Ergonomics on WrappedFunction thisArgument throwing when it is an object

[legendecas]

As for now, WrappedFunction.[[Call]] converts the thisArgument to wrapped value and then passes the wrapped this argument to the target function in the other realm. When this behavior comes to life, the following common pattern can be very awkward:

const shadowRealm = new ShadowRealm()
shadowRealm.evaluate('...') // <= setup the shadow realm.
const store = {
  foo: shadowRealm.evaluate('globalThis.foo'),
  bar: shadowRealm.evaluate('globalThis.bar'),
}

store.foo() // <= TypeError: `this` is an non-callable object and can not be wrapped!
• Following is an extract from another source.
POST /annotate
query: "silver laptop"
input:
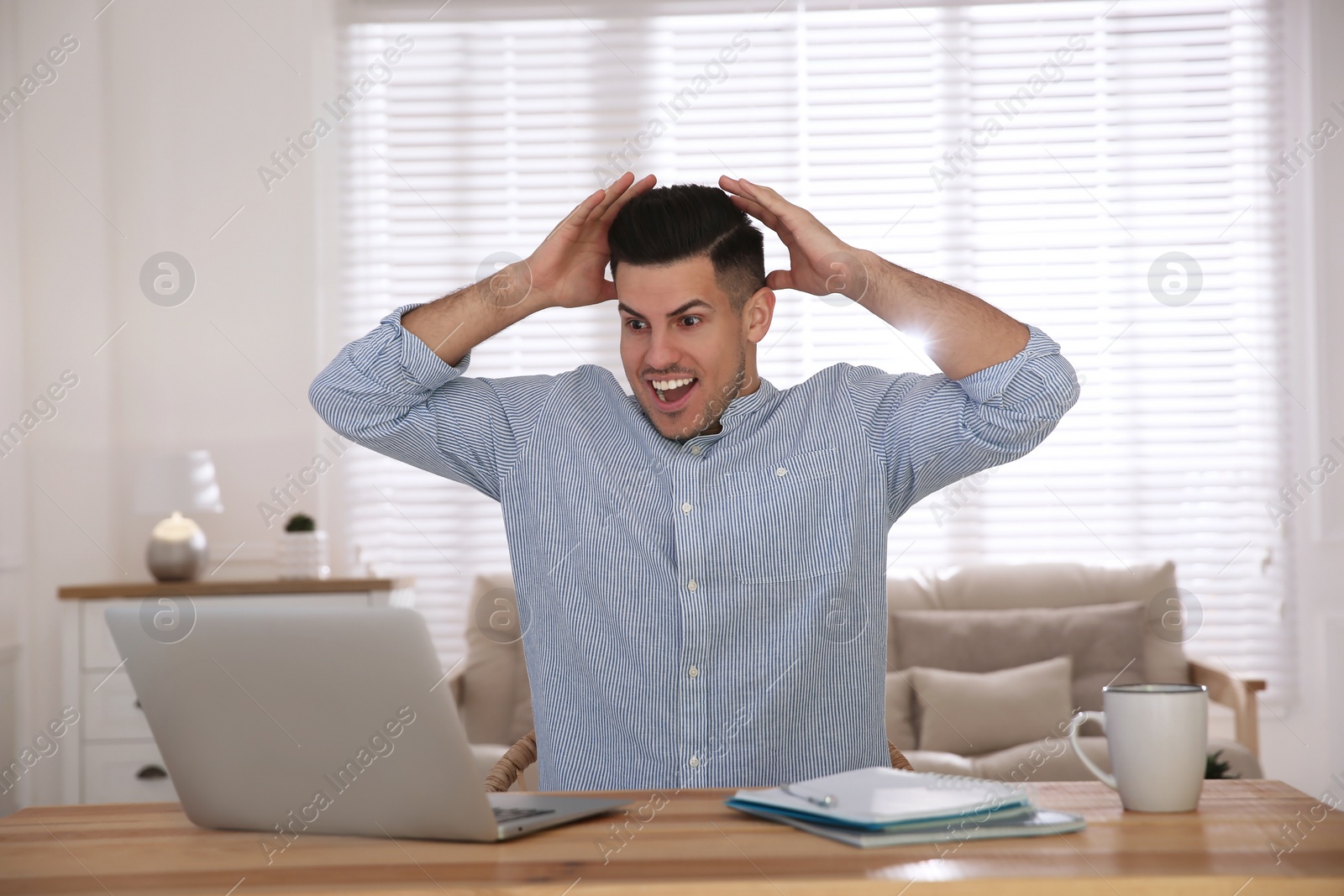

So people have to make sure they call the wrapped function without this binding, like:

const {foo} = store
foo()

// or
store.foo.call(undefined)

This makes calling the wrapped function less ergonomic and cumbersome to be correct. Since the wrapped function can not be called with new as it doesn't have [[Construct]] and it doesn't make sense to return an object from new operator for wrapped function, maybe we should omit the thisArgument and bind this with dedicated values like undefined?

[caridy]

I'm supportive of this reasoning. I'm curious what @erights thinks of it?

[erights]

Yes, I also support it, but only with the current conclusion: that the this binding passed in be undefined. I emphasize this because that conclusion above is stated only with a "maybe". (And I also saw an earlier version with the abhorrent choice of a global object. Absolutely not. Glad to see that's already gone!)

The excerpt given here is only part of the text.